# Speech recognition

Simple sppeech recognition system can be implemented using DTW + MFCC. 

In [1]:
%matplotlib inline

import os
import glob
import librosa
import numpy as np

We will use the [data-speech-commands database](https://storage.cloud.google.com/download.tensorflow.org/data/speech_commands_v0.02.tar.gz) composed of 105,000 WAVE audio files of people saying thirty different words. We will use only a subset of this database.

We assume that you have previously downloaded and extracted the database. You need to specify the path to the folder where you extracted it.

In [2]:
DATABASE_PATH = '/Users/pierrerouanet/Downloads/data-speech_commands_v0.02'

In [3]:
labels = {'cat', 'dog', 'house', 'happy', 'zero'}
labels

{'cat', 'dog', 'happy', 'house', 'zero'}

In [4]:
# We will use only N occurences per word
N = 25

## Precompute all MFCCs

In [5]:
mfccs = []
true_labels = []

for l in labels:
    sounds = glob.glob(os.path.join(DATABASE_PATH, l, '*.wav'))
    np.random.shuffle(sounds)
    sounds = sounds[:N]
    
    for s in sounds:
        y, sr = librosa.load(s)
        mfcc = librosa.feature.mfcc(y, sr, n_mfcc=13)
        mfccs.append(mfcc.T)
        true_labels.append(l)
        
mfccs = np.array(mfccs)
true_labels = np.array(true_labels)

## Prepare train/val dataset

In [6]:
val_percent = 0.2
n_val = int(val_percent * len(true_labels))

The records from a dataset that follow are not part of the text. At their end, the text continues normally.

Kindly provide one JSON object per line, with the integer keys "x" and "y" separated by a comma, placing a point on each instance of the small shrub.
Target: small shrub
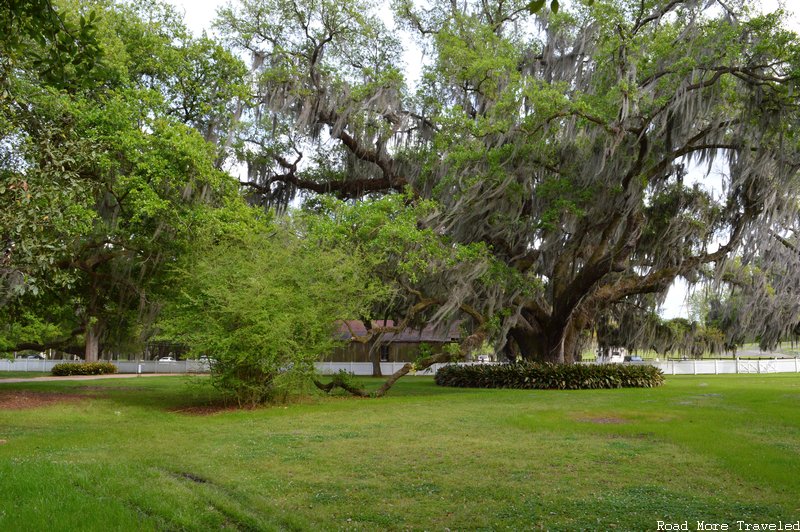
{"x": 80, "y": 368}
{"x": 550, "y": 376}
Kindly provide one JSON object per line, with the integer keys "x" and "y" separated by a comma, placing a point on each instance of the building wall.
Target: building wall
{"x": 398, "y": 352}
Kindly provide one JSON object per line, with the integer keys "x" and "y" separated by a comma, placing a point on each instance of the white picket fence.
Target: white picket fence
{"x": 123, "y": 366}
{"x": 718, "y": 367}
{"x": 669, "y": 367}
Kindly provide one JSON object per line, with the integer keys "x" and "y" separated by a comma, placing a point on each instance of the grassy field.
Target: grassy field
{"x": 23, "y": 374}
{"x": 136, "y": 454}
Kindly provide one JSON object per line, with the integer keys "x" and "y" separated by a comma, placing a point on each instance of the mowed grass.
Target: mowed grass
{"x": 23, "y": 374}
{"x": 123, "y": 456}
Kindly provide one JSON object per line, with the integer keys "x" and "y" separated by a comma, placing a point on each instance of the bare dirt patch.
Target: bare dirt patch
{"x": 604, "y": 420}
{"x": 18, "y": 400}
{"x": 205, "y": 410}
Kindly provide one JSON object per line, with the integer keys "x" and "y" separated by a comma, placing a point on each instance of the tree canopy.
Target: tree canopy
{"x": 549, "y": 175}
{"x": 595, "y": 153}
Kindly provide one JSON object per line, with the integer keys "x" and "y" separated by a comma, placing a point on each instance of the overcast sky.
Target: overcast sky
{"x": 200, "y": 13}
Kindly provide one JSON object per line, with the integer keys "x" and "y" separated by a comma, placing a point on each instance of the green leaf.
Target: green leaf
{"x": 535, "y": 6}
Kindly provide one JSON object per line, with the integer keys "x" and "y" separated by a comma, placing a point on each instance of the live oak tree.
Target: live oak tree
{"x": 262, "y": 301}
{"x": 596, "y": 153}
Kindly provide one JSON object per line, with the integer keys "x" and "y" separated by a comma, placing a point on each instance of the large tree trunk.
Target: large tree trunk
{"x": 557, "y": 345}
{"x": 375, "y": 357}
{"x": 92, "y": 352}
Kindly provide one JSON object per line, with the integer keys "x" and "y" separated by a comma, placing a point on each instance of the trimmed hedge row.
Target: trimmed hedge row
{"x": 79, "y": 368}
{"x": 531, "y": 376}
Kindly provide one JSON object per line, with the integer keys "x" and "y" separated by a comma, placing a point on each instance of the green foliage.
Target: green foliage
{"x": 87, "y": 368}
{"x": 532, "y": 376}
{"x": 107, "y": 163}
{"x": 264, "y": 306}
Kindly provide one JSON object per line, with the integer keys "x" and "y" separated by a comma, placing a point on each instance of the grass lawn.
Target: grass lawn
{"x": 127, "y": 454}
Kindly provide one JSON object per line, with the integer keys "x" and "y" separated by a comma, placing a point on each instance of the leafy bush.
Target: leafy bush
{"x": 550, "y": 376}
{"x": 264, "y": 305}
{"x": 79, "y": 368}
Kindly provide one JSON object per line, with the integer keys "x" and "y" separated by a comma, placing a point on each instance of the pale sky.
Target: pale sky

I = np.random.permutation(len(true_labels))
I_val, I_train = I[:n_val], I[n_val:]

## Leave P Out Cross Validation

In [7]:
from dtw import dtw


def cross_validation(train_indices, val_indices):
    score = 0.0

    for i in val_indices:
        x = mfccs[i]

        dmin, jmin = np.inf, -1
        for j in train_indices:
            y = mfccs[j]
            d, _, _, _ = dtw(x, y, dist=lambda x, y: np.linalg.norm(x - y, ord=1))

            if d < dmin:
                dmin = d
                jmin = j

        score += 1.0 if (true_labels[i] == true_labels[jmin]) else 0.0
        
    return score / len(val_indices)

In [8]:
rec_rate = cross_validation(I_train, I_val)
print('Recognition rate {}%'.format(100. * rec_rate))

Recognition rate 52.0%